Author and naturalist Edward Abbey didn’t even like people hanging out at Arches National Park near Moab, Utah, when he was a seasonal ranger there in the late 1950s. One wonders how he’d feel about the place being overrun by oil and gas wells.
In what appears to be yet one more Bush administration 11th-hour energy play, the U.S. Bureau of Land Management (BLM) last week ruffled the feathers of its sister agency, the National Park Service, by proposing a massive oil and gas lease auction next month in and around three Utah national parks.

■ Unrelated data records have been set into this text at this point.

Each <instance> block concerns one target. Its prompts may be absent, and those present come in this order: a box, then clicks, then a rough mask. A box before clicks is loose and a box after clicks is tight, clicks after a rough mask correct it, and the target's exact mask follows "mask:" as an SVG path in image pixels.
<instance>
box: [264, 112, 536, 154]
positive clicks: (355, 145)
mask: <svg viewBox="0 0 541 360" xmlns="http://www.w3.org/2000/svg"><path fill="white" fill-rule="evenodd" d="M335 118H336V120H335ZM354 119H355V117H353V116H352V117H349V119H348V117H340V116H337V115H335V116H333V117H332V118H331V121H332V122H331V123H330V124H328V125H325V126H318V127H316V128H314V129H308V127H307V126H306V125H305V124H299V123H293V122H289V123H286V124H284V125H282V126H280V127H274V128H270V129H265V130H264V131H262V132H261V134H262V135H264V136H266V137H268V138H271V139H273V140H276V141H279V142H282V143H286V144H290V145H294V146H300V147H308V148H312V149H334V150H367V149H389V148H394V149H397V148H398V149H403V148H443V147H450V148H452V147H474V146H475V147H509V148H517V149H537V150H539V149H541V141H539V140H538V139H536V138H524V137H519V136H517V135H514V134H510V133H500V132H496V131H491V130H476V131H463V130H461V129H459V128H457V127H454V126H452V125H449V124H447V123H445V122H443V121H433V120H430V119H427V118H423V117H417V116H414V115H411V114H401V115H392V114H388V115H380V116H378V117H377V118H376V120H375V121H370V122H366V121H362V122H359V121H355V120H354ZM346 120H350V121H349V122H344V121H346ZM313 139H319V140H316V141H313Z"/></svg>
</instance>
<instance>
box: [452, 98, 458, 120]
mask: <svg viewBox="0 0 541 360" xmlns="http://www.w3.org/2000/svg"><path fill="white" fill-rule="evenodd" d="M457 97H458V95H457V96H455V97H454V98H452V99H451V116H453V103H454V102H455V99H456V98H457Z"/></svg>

The iconic Delicate Arch in Arches National Park near Moab, a favorite destination for Colorado’s outdoor enthusiasts in search of a little “Desert Solitaire” (Abbey’s seminal 1968 book about Arches), could soon be within eyeshot of a slew of new drilling rigs if the 51,000 acres of leases are auctioned off Dec. 19.
“We find it shocking and disturbing,” Cordell Roy, the chief Park Service administrator in Utah, told The Associated Press. “They added 51,000 acres of tracts near Arches, Dinosaur and Canyonlands without telling us about it. That’s 40 tracts within four miles of these parks.
Aides to U.S. Interior Secretary Dirk Kempthorne ordered the Park Service and the BLM to make nice by instituting a compromise that requires the BLM to “take quite seriously” the Park Service concerns. BLM officials said they were perplexed by the furor because energy development near national parks is not out of the ordinary.